Profesor Julian Walters, seorang ahli gastroenterologi di Imperial College Healthcare, London, mengatakan bahwa antibotik lain pun, semisal ciproflocacin dan doxycycline, juga bisa membantu.
Advertisement
Dampak Terapi
4. Kebanyakan Cairan Empedu
Kelainan yang dikenal sebagai diare asam empedu (bile acid diarrhoea, BAD) terkadang didahului dengan kembung atau nyeri menyengat.
Diare yang dialami bisa hingga 10 kali sehari, termasuk malam hari, dan bisa tercium asam.
Penyebabnya adalah kelebihan asam empedu yang dihasilkan hati untuk menyerap lemak.
Menurut profesor Walters, "Dalam keadaan BAD, kebanyakan asam empedunya malah masuk ke usus besar, bukannya didaur ulang. Hal itu merangsang produksi garam dan air penyebab diare cair yang kronis."
Ada 3 jenis BAD, tapi yang paling lazim adalah yang dipicu oleh kekurangan hormon penghenti produksi empedu. Pada orang sehat, ketika empedu diserap ulang oleh usus kecil, tubuh menghasilkan hormon ini.
Penderita BAD menghasilkan sedikit hormon ini sehingga empedu berkelimpahan dan tidak sanggup lagi diserap usus kecil.

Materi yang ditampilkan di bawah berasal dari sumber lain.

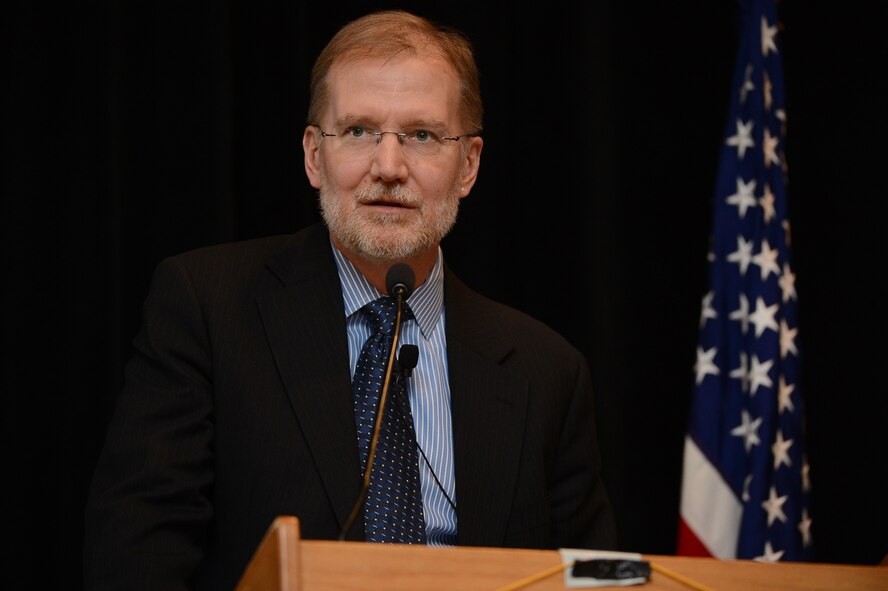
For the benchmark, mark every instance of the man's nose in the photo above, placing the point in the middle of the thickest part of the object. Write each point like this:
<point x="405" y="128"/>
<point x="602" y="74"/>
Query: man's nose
<point x="389" y="162"/>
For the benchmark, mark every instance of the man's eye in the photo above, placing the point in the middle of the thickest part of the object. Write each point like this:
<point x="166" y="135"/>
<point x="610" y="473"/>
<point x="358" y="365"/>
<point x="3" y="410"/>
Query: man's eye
<point x="423" y="136"/>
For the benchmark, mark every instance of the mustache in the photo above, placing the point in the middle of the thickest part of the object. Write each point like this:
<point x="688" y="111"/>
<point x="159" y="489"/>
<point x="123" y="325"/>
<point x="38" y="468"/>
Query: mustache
<point x="390" y="193"/>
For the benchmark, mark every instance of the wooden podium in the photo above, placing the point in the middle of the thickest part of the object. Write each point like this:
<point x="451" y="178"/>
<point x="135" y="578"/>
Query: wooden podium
<point x="284" y="562"/>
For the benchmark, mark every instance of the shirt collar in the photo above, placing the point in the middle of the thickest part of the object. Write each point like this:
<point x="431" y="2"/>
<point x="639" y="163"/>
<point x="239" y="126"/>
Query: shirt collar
<point x="426" y="301"/>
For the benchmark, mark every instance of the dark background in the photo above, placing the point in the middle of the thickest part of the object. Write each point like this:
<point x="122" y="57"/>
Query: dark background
<point x="131" y="131"/>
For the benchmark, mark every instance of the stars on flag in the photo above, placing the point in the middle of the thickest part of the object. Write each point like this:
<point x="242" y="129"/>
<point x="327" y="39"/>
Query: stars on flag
<point x="747" y="412"/>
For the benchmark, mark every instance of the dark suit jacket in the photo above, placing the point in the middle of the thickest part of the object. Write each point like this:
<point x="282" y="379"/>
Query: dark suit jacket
<point x="237" y="408"/>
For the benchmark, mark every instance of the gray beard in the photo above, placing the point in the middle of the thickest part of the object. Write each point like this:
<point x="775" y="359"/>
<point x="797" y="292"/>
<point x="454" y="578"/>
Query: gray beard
<point x="374" y="237"/>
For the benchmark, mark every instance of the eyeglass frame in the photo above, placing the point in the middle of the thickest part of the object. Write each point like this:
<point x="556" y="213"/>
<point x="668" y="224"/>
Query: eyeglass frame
<point x="399" y="134"/>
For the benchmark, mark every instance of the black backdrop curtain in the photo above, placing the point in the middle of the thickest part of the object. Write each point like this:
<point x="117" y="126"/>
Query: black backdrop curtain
<point x="131" y="131"/>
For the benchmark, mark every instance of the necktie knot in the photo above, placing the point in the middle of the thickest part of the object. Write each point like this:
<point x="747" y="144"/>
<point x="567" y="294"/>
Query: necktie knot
<point x="382" y="313"/>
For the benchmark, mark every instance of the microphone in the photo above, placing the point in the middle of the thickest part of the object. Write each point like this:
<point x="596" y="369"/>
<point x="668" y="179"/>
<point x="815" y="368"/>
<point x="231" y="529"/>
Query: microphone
<point x="399" y="282"/>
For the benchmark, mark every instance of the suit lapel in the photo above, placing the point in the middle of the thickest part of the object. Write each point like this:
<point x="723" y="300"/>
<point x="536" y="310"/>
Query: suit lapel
<point x="306" y="330"/>
<point x="489" y="405"/>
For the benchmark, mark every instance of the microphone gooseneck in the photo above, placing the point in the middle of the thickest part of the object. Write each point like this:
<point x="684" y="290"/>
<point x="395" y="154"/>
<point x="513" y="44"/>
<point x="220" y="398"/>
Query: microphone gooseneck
<point x="399" y="283"/>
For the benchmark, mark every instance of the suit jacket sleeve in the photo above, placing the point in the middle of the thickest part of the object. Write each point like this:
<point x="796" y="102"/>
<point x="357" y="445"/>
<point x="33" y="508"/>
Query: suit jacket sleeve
<point x="149" y="507"/>
<point x="581" y="510"/>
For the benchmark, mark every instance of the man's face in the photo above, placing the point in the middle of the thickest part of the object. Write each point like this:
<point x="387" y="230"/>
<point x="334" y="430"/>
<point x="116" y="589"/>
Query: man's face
<point x="388" y="201"/>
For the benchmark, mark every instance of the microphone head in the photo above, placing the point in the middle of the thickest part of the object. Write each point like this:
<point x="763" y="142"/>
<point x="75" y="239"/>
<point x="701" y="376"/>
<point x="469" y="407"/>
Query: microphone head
<point x="400" y="278"/>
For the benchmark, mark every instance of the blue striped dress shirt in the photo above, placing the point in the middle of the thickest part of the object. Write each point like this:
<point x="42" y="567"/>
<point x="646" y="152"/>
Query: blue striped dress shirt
<point x="427" y="388"/>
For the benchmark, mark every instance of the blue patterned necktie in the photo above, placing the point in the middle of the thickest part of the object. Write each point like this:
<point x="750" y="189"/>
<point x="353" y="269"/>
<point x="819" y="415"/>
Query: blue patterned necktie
<point x="393" y="507"/>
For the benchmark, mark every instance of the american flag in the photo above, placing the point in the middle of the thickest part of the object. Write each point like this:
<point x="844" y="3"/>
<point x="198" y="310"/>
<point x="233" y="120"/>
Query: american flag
<point x="745" y="483"/>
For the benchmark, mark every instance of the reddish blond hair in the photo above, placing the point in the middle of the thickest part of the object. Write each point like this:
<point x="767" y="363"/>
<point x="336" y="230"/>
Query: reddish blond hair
<point x="391" y="32"/>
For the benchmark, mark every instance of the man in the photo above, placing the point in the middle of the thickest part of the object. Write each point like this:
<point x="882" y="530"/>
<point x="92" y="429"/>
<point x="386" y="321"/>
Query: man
<point x="239" y="405"/>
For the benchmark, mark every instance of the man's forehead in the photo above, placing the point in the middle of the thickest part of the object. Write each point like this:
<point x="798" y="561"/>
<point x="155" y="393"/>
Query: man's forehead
<point x="420" y="87"/>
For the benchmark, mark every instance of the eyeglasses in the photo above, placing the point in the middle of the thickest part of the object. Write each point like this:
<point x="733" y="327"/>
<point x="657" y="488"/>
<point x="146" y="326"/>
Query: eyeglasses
<point x="361" y="140"/>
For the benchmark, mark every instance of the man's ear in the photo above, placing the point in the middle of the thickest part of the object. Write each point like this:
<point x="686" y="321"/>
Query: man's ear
<point x="471" y="162"/>
<point x="311" y="147"/>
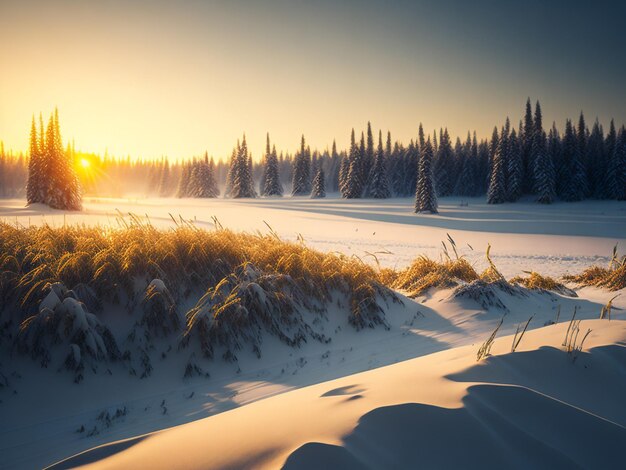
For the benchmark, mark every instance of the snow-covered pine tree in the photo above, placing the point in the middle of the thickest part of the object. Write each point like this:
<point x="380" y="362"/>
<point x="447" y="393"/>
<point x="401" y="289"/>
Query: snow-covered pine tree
<point x="205" y="184"/>
<point x="301" y="182"/>
<point x="378" y="187"/>
<point x="319" y="185"/>
<point x="63" y="191"/>
<point x="183" y="183"/>
<point x="34" y="191"/>
<point x="273" y="186"/>
<point x="344" y="168"/>
<point x="264" y="163"/>
<point x="496" y="194"/>
<point x="368" y="157"/>
<point x="526" y="140"/>
<point x="596" y="168"/>
<point x="230" y="175"/>
<point x="616" y="169"/>
<point x="582" y="138"/>
<point x="572" y="178"/>
<point x="544" y="175"/>
<point x="164" y="184"/>
<point x="467" y="182"/>
<point x="354" y="181"/>
<point x="425" y="194"/>
<point x="515" y="176"/>
<point x="611" y="177"/>
<point x="443" y="166"/>
<point x="243" y="186"/>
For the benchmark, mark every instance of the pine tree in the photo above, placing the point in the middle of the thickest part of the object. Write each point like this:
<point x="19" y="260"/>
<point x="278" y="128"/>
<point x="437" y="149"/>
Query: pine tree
<point x="164" y="183"/>
<point x="378" y="187"/>
<point x="184" y="182"/>
<point x="515" y="176"/>
<point x="301" y="183"/>
<point x="243" y="186"/>
<point x="63" y="188"/>
<point x="573" y="182"/>
<point x="273" y="186"/>
<point x="526" y="140"/>
<point x="368" y="157"/>
<point x="319" y="185"/>
<point x="616" y="169"/>
<point x="443" y="166"/>
<point x="496" y="193"/>
<point x="34" y="192"/>
<point x="354" y="181"/>
<point x="425" y="194"/>
<point x="543" y="167"/>
<point x="467" y="183"/>
<point x="230" y="176"/>
<point x="596" y="164"/>
<point x="263" y="182"/>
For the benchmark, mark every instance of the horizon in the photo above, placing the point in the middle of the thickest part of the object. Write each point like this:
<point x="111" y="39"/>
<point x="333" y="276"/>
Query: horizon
<point x="152" y="79"/>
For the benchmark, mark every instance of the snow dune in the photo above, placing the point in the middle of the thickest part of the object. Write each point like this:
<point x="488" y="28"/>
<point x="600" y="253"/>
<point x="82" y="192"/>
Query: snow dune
<point x="535" y="408"/>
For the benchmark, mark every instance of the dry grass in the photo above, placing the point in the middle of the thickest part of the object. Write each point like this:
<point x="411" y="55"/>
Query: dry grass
<point x="536" y="281"/>
<point x="112" y="263"/>
<point x="612" y="278"/>
<point x="425" y="273"/>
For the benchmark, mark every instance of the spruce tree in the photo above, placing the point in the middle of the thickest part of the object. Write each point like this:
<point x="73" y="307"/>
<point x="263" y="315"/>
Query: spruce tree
<point x="63" y="188"/>
<point x="243" y="186"/>
<point x="425" y="194"/>
<point x="496" y="194"/>
<point x="34" y="192"/>
<point x="515" y="175"/>
<point x="616" y="170"/>
<point x="610" y="181"/>
<point x="184" y="182"/>
<point x="443" y="166"/>
<point x="263" y="182"/>
<point x="319" y="185"/>
<point x="164" y="184"/>
<point x="368" y="157"/>
<point x="301" y="182"/>
<point x="596" y="164"/>
<point x="467" y="182"/>
<point x="378" y="187"/>
<point x="273" y="186"/>
<point x="573" y="182"/>
<point x="543" y="168"/>
<point x="354" y="180"/>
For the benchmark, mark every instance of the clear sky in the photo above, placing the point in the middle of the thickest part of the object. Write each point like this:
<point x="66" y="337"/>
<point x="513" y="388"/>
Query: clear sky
<point x="152" y="78"/>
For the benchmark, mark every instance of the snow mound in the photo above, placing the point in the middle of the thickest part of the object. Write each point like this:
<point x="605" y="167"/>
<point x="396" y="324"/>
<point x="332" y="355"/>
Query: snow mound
<point x="245" y="304"/>
<point x="65" y="325"/>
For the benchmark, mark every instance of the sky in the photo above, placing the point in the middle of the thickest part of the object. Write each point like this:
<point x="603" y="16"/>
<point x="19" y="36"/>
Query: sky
<point x="157" y="78"/>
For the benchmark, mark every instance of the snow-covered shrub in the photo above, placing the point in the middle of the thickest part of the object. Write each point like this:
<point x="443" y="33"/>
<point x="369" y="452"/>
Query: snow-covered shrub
<point x="243" y="305"/>
<point x="160" y="315"/>
<point x="536" y="281"/>
<point x="64" y="324"/>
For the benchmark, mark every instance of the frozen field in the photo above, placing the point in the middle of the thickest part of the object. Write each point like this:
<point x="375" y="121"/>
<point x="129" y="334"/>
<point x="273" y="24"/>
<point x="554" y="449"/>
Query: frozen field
<point x="432" y="340"/>
<point x="552" y="240"/>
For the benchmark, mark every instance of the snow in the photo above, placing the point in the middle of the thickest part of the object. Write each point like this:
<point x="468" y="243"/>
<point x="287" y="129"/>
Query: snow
<point x="536" y="408"/>
<point x="550" y="239"/>
<point x="441" y="391"/>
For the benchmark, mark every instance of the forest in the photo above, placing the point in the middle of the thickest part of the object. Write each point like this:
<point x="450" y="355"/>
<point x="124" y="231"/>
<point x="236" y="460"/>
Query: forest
<point x="570" y="164"/>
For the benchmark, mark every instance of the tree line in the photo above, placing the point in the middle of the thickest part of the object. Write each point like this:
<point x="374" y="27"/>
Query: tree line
<point x="576" y="163"/>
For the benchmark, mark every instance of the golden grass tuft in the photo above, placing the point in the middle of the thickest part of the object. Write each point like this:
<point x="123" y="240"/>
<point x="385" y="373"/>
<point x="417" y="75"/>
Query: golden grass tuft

Uji SeHCAT dilakukan menggunakan garam empedu sintetis berlabel selenium untuk menelusuri pelintasan obat itu dalam tubuh guna menduga penyerapan kembali empedu oleh tubuh.
Pada orang dengan empedu normal, lebih dari 15 persen SeHCAT terdeteksi dalam tubuh selama 7 hari karena diserap berulang kali.
Pengobatan BAD dilakukan menggunakan zat resin yang menempel pada asam empedu dalam usus kecil hingga membentuk zat tak larut yang kemudian dibuang bersama tinja.
5. IBS Berminggu-minggu
Turun berat, kembung, diare cair kronis dan ganas, itu semua adalah tanda kolitis mikroskopis yang tergolong sebagai kondisi IBS.
Keadaaan itu 3 kali lebih sering terjadi pada kaum wanita, dibandingkan pada pria dan kerap dianggap mulas biasa.
Penyebabnya adalah karena usus besar tidak efisien menyerap cairan dari tinja, sehingga air mengalir melintasi usus besar.
Ada teori yang mengkaitkannya dengan beberapa obat semisal anti-inflamasi non-steroid (misalnya ibuprofen), penurun pompa proton (yang dipakai sebagai obat asam lambung) dan aspirin. Bisa juga karena merokok atau sebagai reaksi terhadap infeksi.
Keadaan ini bisa dideteksi melalui biopsi ketika melakukan kolonoskopi, karena tidak cukup sekedar kolonoskopi saja.
Penanganan dilakukan menggunakan budesonide, sejenis tablet steroid yang dapat segera melenyapkan kolitis mikroskopis dalam waktu 3 bulan, walau ada beberapa pasien yang perlu beberapa tahun.
6. Dampak Terapi Kanker
Radioterapi melawan kanker pada daerah panggul dapat merusak jaringan tubuh sehingga menyebabkan gejala mulas dan kencing selama beberapa bulan, bahkan tahunan setelah perawatan.
Gejalanya mencakup kembung dan perut nyeri yang bergejolak, kesulitan menahan dorongan BAB, diare, dan konstipasi.
Dengan bertambahnya penyintas kanker, penderita radiasi panggul juga meningkat.
Diagnosis dilakukan melalui penelaahan riwayat medis, tapi pemindaian juga bisa mengungkapkan luka dan penggumpalan jaringan pada panggul.
Pengobatan dilakukan melalui obat-obatan, latihan otot dasar panggul, dan antibiotik.
Perawatan spesialis misalnya terapi oksigen tekanan tinggi (hyperbaric) agar menambah aliran darah pada jaringan yang rusak.